Change the colors, dark or light, as well. You will see Purvis' symbolisms in the particular colors he uses and where it is placed. He has a meaning, a story he is telling you, in every aspect of a painting, or drawing.
Sometimes his paint or colors look happenstance, or'Pollack'- like in that the paint is splashed around. Yes, he did paint with splashes and other unconventional manners of painting. He was still studying other famous painters. He was self taught and was always experimenting.Each painting tells an entirely different story. The colors used are to bring your eye to a starting point for the story of the subject. Where those colors are showing in the painting, your eye moves with that color to another place, as well as the subjects and the action. He will have a very busy painting, as you look at it you will automatically look at the. But, looking closer, you will see'one' color on a side of the painting..
That color is only in one other spot on the painting, usually on the other side or top and bottom, and that is something to pay attention to. He wants you to understand what that color'means' in that spot and what, and why, it has to do with that same color in the other spot on the other side of the work. He is leading your eye each place for you to'see' the story.

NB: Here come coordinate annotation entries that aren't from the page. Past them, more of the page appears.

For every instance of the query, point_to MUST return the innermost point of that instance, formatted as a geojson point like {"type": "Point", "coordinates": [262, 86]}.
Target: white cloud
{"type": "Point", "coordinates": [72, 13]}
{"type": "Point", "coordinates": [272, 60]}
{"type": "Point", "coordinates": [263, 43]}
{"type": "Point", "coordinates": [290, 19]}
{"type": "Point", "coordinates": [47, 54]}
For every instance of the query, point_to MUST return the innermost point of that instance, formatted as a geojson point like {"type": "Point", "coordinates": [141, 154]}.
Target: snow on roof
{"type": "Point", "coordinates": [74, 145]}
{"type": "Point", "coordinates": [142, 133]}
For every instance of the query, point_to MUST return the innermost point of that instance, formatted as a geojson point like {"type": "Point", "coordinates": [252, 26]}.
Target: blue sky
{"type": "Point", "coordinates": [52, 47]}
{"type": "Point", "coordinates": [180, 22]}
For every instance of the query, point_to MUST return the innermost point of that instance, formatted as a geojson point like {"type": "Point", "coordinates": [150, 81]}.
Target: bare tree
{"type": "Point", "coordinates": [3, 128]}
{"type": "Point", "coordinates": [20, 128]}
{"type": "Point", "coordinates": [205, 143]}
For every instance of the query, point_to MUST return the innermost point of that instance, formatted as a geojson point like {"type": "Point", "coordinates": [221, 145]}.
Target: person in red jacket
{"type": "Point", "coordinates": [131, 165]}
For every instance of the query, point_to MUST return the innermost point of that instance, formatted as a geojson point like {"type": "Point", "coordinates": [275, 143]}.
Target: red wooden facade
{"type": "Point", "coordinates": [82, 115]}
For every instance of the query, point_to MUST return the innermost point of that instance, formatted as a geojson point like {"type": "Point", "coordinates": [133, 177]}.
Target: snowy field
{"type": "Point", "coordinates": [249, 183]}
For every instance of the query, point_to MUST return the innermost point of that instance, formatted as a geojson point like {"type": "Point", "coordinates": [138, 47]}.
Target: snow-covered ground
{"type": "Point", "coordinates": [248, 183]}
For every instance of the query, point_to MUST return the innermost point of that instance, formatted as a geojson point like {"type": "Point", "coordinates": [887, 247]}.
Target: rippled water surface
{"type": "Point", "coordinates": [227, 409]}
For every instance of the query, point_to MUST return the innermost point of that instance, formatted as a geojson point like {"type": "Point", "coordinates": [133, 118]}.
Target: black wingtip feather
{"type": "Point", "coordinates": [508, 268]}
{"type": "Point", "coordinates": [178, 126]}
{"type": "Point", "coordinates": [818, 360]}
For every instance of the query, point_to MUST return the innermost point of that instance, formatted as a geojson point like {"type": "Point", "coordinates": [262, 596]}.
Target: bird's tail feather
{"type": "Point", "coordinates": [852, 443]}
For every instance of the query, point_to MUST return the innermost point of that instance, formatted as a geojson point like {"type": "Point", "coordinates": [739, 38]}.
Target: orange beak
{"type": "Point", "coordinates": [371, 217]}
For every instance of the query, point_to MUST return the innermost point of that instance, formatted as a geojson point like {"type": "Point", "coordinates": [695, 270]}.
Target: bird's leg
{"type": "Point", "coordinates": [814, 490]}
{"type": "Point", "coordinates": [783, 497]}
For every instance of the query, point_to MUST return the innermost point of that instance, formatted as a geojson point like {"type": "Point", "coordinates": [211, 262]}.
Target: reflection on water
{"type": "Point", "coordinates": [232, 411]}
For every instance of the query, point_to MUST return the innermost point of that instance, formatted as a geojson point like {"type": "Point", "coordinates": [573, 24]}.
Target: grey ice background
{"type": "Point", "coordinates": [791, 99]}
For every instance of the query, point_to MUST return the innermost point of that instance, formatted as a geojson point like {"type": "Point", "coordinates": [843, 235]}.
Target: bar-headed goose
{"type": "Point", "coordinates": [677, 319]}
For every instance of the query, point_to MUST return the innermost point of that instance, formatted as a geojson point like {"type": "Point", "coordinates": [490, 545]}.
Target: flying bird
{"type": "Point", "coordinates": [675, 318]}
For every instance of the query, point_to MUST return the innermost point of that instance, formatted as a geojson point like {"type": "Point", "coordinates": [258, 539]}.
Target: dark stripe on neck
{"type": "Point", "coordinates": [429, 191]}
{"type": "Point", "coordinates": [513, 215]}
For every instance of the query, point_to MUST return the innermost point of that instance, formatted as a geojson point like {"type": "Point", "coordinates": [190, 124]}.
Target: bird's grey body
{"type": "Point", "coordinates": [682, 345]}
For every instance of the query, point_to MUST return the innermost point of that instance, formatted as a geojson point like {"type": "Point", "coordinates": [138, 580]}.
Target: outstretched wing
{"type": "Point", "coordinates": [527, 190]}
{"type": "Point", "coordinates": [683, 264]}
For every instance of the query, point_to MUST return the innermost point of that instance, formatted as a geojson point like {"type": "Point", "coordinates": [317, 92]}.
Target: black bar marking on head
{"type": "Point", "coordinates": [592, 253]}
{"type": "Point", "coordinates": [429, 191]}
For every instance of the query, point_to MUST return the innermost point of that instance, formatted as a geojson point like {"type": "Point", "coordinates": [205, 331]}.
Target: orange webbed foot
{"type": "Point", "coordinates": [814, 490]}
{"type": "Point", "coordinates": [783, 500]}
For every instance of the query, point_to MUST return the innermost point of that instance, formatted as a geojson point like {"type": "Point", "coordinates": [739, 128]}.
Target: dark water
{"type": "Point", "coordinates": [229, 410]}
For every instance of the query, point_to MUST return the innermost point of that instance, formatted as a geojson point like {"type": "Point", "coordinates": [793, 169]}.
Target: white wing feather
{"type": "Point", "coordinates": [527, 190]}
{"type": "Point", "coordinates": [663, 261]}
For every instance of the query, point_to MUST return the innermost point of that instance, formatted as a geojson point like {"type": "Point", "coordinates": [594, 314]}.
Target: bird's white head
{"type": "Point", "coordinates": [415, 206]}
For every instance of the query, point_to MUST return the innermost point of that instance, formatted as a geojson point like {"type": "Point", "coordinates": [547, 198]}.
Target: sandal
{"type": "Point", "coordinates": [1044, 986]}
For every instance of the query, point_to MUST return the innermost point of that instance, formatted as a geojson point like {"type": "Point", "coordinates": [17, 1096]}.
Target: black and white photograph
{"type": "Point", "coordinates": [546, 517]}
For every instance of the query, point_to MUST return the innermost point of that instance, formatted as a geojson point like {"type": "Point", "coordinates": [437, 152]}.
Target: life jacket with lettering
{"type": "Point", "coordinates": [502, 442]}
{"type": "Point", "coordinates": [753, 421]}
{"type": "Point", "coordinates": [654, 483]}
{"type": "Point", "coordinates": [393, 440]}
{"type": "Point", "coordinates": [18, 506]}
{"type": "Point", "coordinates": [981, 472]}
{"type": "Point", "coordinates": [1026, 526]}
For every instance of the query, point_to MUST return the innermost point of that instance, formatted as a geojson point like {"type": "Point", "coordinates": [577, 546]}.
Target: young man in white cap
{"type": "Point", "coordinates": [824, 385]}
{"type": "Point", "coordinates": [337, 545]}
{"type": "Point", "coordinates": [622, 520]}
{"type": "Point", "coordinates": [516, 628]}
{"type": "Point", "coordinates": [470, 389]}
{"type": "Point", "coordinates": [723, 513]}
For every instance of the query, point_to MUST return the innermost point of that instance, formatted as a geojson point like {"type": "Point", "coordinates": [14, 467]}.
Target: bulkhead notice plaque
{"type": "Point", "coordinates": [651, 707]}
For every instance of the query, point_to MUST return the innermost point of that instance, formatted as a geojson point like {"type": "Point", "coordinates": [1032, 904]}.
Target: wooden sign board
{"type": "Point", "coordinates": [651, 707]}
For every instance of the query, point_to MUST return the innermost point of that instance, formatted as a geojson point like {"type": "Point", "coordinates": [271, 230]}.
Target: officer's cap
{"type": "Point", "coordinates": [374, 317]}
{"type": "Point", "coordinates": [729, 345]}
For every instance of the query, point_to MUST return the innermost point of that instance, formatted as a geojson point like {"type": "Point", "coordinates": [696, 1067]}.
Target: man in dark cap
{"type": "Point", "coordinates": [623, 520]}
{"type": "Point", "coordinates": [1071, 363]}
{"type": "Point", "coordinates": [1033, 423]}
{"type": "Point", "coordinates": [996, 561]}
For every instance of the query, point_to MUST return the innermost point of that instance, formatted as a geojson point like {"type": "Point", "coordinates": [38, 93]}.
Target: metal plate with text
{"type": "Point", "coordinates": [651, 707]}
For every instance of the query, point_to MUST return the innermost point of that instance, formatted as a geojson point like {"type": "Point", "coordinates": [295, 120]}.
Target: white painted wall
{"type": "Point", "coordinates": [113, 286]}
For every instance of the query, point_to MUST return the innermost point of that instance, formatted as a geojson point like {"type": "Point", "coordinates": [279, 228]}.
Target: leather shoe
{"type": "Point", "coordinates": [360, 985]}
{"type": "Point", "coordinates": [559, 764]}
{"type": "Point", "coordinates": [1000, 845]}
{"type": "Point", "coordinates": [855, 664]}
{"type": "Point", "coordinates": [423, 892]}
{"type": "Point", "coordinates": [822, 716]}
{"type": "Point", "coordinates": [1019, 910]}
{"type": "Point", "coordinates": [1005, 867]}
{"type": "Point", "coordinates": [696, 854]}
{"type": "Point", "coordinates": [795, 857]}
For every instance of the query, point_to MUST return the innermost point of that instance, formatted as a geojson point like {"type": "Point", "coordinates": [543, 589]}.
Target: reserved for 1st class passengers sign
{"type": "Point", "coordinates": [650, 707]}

Red, for instance, is not always blood. It can mean all sorts of things.
If there is no reason to have'blood' in that scene, the'red' may mean'vices' or'drugs' or'anger' or'a cause'. He used the color white sometimes to mean'ascension', but not always.
The white color will start where a death could have happened, and then upwards. A swirling white to white-ish color upwards to heaven. He will show ascension for the Freedom Horses too in some of the battle scenes. But, white is not always used in the manner I just explained.
Every painting can take on several meanings depending on what'you' see in each painting. Those'feelings' are what make the piece personally special. This is my opinion about the colors. You may find every time you look at the same painting you will see something different.
Happening that you did not notice before. Or, you will meet another Purvis collector and find that the symbolism, in their eyes, is totally different that what you have determined. To be the symbolism in the same scene.